Plantar fasciitis is mild to excruciating heel pain that you get when your foot tissue, medically known as plantar fascia, gets strained and swells or inflames. This tissue is actually a ligament that attaches to your heel bone on one side; on the opposite side, it spreads out and attaches to the bottom of your every toe. When the plantar fascia is overly stretched, small tears can result, and this leads to swelling and pain.
Plantar Fasciitis Causes
In plantar fasciitis, your feet roll in far deeper than necessary whenever you take a step. There are lots of reasons – pregnancy, excessive weight gain, lack of exercise, etc. – you would develop this tendency to over-pronate or roll your feet in too deep. Usually though, it is due to using flat, unsupportive footwear. Overpronation makes your foot arches flop, which strains the tissues at the bottom of your foot.

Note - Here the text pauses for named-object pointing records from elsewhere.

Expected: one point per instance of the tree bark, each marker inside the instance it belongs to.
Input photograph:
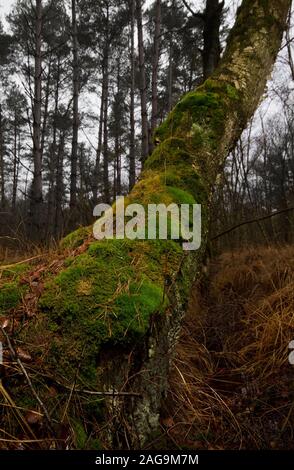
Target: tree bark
(99, 145)
(154, 114)
(2, 177)
(143, 86)
(75, 123)
(37, 192)
(211, 36)
(132, 163)
(127, 304)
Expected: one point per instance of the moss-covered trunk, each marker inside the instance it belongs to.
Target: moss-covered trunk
(109, 320)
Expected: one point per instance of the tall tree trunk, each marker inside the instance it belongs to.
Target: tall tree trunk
(53, 157)
(75, 122)
(117, 139)
(155, 63)
(106, 189)
(15, 163)
(37, 192)
(133, 294)
(143, 86)
(211, 36)
(132, 163)
(170, 78)
(58, 226)
(2, 177)
(99, 145)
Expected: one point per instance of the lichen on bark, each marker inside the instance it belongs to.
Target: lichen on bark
(114, 311)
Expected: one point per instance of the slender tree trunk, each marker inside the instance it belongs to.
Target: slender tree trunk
(2, 174)
(132, 163)
(46, 104)
(155, 64)
(148, 281)
(211, 36)
(58, 226)
(143, 86)
(75, 122)
(53, 157)
(117, 140)
(37, 192)
(99, 145)
(170, 78)
(106, 189)
(15, 163)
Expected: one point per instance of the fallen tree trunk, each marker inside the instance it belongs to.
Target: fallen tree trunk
(109, 319)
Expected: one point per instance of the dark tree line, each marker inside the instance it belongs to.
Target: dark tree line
(58, 155)
(84, 84)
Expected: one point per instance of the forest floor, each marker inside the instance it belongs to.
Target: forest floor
(232, 385)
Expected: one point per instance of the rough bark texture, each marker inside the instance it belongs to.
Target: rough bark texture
(143, 87)
(132, 165)
(75, 111)
(155, 64)
(36, 192)
(211, 29)
(115, 309)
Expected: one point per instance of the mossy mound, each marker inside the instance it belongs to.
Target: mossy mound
(11, 288)
(105, 296)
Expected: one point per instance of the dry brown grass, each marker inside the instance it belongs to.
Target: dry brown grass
(232, 385)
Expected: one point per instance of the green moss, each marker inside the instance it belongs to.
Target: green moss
(10, 296)
(15, 272)
(104, 297)
(200, 115)
(75, 239)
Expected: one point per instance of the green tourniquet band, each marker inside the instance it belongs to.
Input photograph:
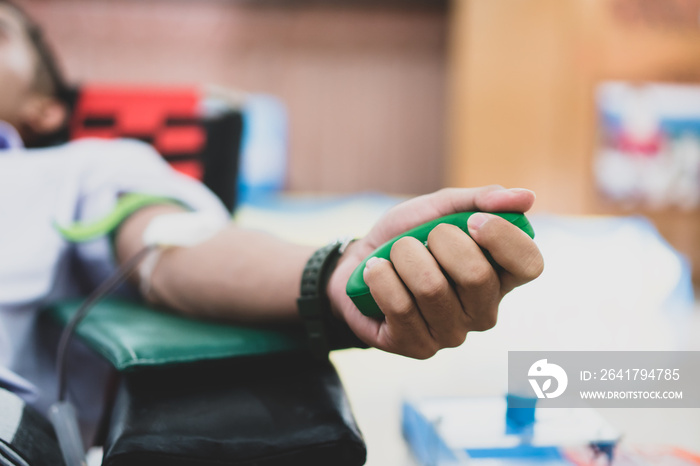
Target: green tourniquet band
(126, 205)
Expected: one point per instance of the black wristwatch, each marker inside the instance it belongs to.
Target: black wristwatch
(324, 331)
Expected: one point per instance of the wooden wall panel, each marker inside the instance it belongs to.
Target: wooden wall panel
(364, 84)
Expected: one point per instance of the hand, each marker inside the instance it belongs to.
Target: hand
(432, 297)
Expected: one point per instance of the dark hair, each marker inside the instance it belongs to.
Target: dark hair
(48, 78)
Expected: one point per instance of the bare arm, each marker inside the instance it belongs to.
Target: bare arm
(240, 275)
(431, 297)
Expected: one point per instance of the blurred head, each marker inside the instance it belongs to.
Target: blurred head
(32, 92)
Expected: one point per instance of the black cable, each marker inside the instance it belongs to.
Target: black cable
(106, 287)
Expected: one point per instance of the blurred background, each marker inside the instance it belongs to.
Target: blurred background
(593, 104)
(409, 96)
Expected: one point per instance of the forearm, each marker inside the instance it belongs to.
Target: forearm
(239, 274)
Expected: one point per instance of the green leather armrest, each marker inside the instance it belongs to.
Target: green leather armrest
(130, 335)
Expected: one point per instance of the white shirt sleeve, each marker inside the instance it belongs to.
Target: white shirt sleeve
(109, 169)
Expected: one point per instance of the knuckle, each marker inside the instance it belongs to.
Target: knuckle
(432, 287)
(440, 231)
(401, 306)
(455, 340)
(425, 351)
(534, 266)
(479, 275)
(487, 321)
(402, 245)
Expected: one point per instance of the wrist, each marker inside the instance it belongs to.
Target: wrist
(325, 327)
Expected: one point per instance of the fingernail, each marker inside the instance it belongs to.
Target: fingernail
(477, 220)
(522, 190)
(370, 263)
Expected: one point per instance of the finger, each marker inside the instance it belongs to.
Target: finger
(404, 330)
(509, 246)
(476, 282)
(448, 201)
(487, 199)
(436, 299)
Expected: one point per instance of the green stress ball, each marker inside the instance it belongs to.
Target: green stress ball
(359, 291)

Symptoms of Plantar Fasciitis
Among the most telling signs that you have plantar fasciitis is when you experience a darting pain in your heel’s middle, especially as you take your first few steps in the morning. Here are five quick and easy tips for stopping or at least alleviating plantar fasciitis:
Wear supportive footwear.
Orthopedic shoes or orthotic inserts are an easy and effective way of reestablishing your foot’s natural alignment. Groundbreaking research shows that specially designed footwear can relieve heel pain. If you wear these everyday, you will actually feel the relief.
Stretching your calf muscles increases their flexibility, which in turn reduces the strain on your foot tissue. A good exercise would be to stand on the edge of a step and put all your weight on the balls of your feet. Bend your knees and hold it for 25 seconds before straightening up. Do five repetitions each time to stretch those calves and Achilles tendon.
Do strengthening exercises to maintain good arch.
Sit without any footwear on and squeeze your foot while imagining a tiny marble under the ball of your foot. Or you can try using your toes to pick up a number of marbles on the floor, put them back and then repeat. This stretches and adds strength to those muscles below your metatarsals (the bone that forms the foot’s arch).
Be more physically active (but gradually).
If you’re a runner, a good way to prevent injuries is to make sure you don’t increase your mileage by more than 10% at a time. Same is true if you prefer walking.
Apply ice and rest.
After doing some mild stretching, get a frozen water bottle and roll it under your foot arch for about 15 minutes. Recovery comes better when you wear special shoes that help restore the natural alignment of your feet, which alleviates strain on your foot tissue while still letting you move throughout the day.